Tous les citoyens de ce continent connaissent la formule : la vérité blesse mais elle ne tue pas, elle fait ma mais ne saurait crever les yeux. Sur la gouvernance de l’Afrique, le président américain a peut-être dit une énième vérité qui passe mal. Que donc Donald Trump ait prononcé la formule « pays de merde » ou non pour évoquer Haïti et les pays d’Afrique, il est indéniable que la formule reflète étrangement bien la situation politico-économique de ces pays. Je crois principalement que le président Trump n’est pas fou, il ne s’embarrasse pas du politiquement correct par lequel la diplomatie internationale s’enferme dans la langue de bois et dans l’hypocrisie.
« Pays de merde » ?
La formule attribuée au président américain passe très mal dans les pays africains. Il faut se féliciter de ce que les véritables « pays de merde » aient eu jusque-là l’élégance de ne pas faire de commentaire sur le sujet. Ils l’auraient fait que le scandale aurait été encore plus dantesque. Le Ghana, le Sénégal et le Botswana, entre autres, peuvent se permettre de s’émouvoir d’une formule choc maos ce n’est vraiment pas leur affaire. Qu’importe.
Je me demande bien qi les Africains ont pris le temps de comprendre la formule avant de s’en émouvoir. Peut-être beaucoup ont-ils été choqués par le terme « merde » qui sonne faux et vulgaire. Mais, à y regarder de très près, « pays de merde » n’a rien de vulgaire ni de choquant. Si l’on fait en effet abstraction des sens «excrément d’homme ou d’animal », «objet sans valeur » et « personne sans valeur », on se rend vite compte que le mot signifie aussi « conditions désagréables ». On peut en déduire dès lors à bon droit que la formule « pays de merde » n’a absolument rien de choquant, strictement, mais qu’elle peut être tout simplement l’expression de la situation de misère et de désespoir qui régne dans ces pays.

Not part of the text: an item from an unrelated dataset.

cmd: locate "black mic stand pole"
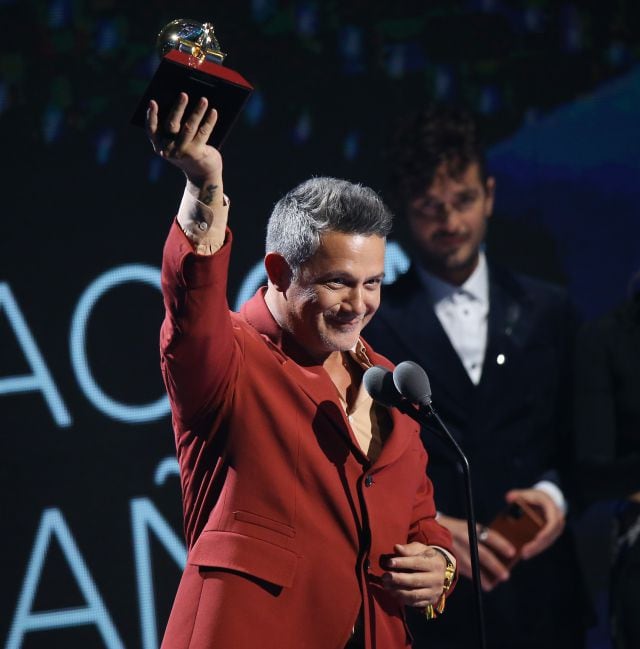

Dans cette acception, « pays de merde » ne suppose plus rien de scandaleux. À l’opposé, la formule est la peinture fidèle de ce que des clans insatiables et illégitimes ont fait de plusieurs pays d’Afrique.
La poutre et la paille L’émotion embrouille toujours la pensée et la pensée. Les pourfendeurs de Donald Trump devraient faire l’effort d’ouvrir les yeux, de sortir de la bulle de l’émotion pour regarder la réalité et la vérité en face. L’intention n’est nullement de soutenir un président qui pose des actes et prend des décisions parfois condamnables mais il n’est pas pertinent non plus de s’en prendre à lui uniquement parce que c’est Trump. Ce serait du racisme en réaction au racisme dont on l’accuse. Il est ainsi incompréhensible que l’on prenne la formule attribuée au président Trump comme l’expression d’un mépris et d’une volonté de remise de l’esclavage et de la colonisation au goût du jour. C’est proprement prendre l’ombre pour la proie.

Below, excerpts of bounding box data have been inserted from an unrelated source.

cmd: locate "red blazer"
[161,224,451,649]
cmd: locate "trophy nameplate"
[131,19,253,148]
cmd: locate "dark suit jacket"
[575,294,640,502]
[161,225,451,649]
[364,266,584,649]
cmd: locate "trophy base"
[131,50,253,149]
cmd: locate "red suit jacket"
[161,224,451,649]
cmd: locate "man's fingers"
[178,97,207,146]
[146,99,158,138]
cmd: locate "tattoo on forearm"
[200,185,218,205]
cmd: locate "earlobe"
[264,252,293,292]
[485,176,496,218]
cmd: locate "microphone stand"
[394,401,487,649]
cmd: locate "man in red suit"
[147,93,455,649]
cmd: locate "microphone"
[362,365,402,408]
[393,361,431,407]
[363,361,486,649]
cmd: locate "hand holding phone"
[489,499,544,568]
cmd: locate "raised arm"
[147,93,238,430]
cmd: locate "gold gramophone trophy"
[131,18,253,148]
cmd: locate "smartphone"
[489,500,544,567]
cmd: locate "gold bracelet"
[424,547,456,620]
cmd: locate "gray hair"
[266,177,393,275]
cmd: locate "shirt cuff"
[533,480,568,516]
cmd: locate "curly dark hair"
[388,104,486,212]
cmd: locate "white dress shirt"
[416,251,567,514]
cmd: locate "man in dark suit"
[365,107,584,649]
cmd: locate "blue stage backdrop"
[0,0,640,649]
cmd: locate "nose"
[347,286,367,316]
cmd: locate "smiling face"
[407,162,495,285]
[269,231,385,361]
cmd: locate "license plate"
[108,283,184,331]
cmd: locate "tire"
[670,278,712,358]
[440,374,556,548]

Donald Trump n’a rien dit d’extraordinaire, en fait. En Afrique, les pays de merde se comptent par dizaines et tout se fait dans ces pays pour pérenniser le plus longtemps possible la situation de « pays de merde ». Autrement, comment peut-on comprendre que des chefs d’Etat qui ont conduit leurs pays à la faillite trouvent juste de faire modifier la constitution pour briguer éternellement la magistrature suprême ? Dans ces pays, le présent est hypothétique et l’avenir hypothéqué mais les présidents ont l’impudeur de changer l’âge limite afin de pouvoir rester présidentiable. Y a-t-il une autre formule pour qualifier de tels pays ?
En RD Congo, des croyants ont été récemment attaqués dans leur lieu de culte. Au nom d’une paix « de merde », on a lancé des policiers et des gendarmes aux trousses de citoyens jugés hostiles au président et ces chiens de guerre n’ont pas hésité à envoyer des gaz et grenades lacrymogènes dans une paroisse. Dans le même pays, on trouve des subterfuges pour maintenir au pouvoir un président dont le mandat constitutionnel a expiré depuis plus d’un an ; tout porte à croire que ce qu’on appelle gentiment, sous ces latitudes, « le glissement » n’est pas près de la fin. Quand on s’autorise des actes aussi insensés, doit-on s’émouvoir de s’entendre qualifier de « pays de merde » ?
Au Cameroun, les citoyens tirent quotidiennement le diable par ma queue. Aucun rêve n’est permis puisque le pays n’est pas gouverné pour que tout le monde ait ce qu’il lui faut pour vivre à l’abri de la misère. Les politiciens ont rubis sur ongle pendant que la grande masse vit dans le dénuement. Dans un tel pays où deux citoyens sur trois disposent de moins de 500 F CFA par jour, où plus de 5 citoyens qualifiés sur 10 n’ont pas d’emploi, le président se permet de longs séjours en Suisse dans des hôtels de luxe. Que dire d’un tel pays sinon qu’il est un « pays de merde » ?
Faut-il encore rappeler les mauvais exemples du Togo et du Gabon ? Dans ces temps modernes, l’establishment politico-militaire de ces deux pays n’a pas trouvé inconvenant et incommode d’installer dans le fauteuil présidentiel des fils de présidents défunts alors même que légalement ces pays ne sont pas des royaumes ni des monarchies constitutionnelles. Comment est-ce possible dans ce monde de mutations où la chose publique doit plutôt être gérée avec pertinence et équité ? De plus, dans ces deux pays, les élections présidentielles sont souvent le lieu de manipulations grotesques dignes d’un conte merveilleux. Si le président d’une commission électorale doit se cacher pour proclamer les résultats d’une élection, qi au dernier moment les suffrages exprimés dans une région d’un pays vont tutoyer les 100% au point de faire basculer l’issue d’un scrutin, a-t-on tort de dire qu’il s’agit de pays de merde ?
Donald Trump dit avoir seulement utilisé des mots durs pour parler des pays africains. Si ses mots durs sont traduits par la formule « pays de merde », ce n’est que logique et vérité. Les pays concernés ont intérêt à enlever la poutre qui est dans leurs yeux avant de vouloir enlever la paille dans ceux de mister Trump. L’Afrique mérite autre chose que cette gouvernance approximative axée sur le bonheur de quelques individus. La vérité fait rougir les yeux mais elle ne mes crève pas.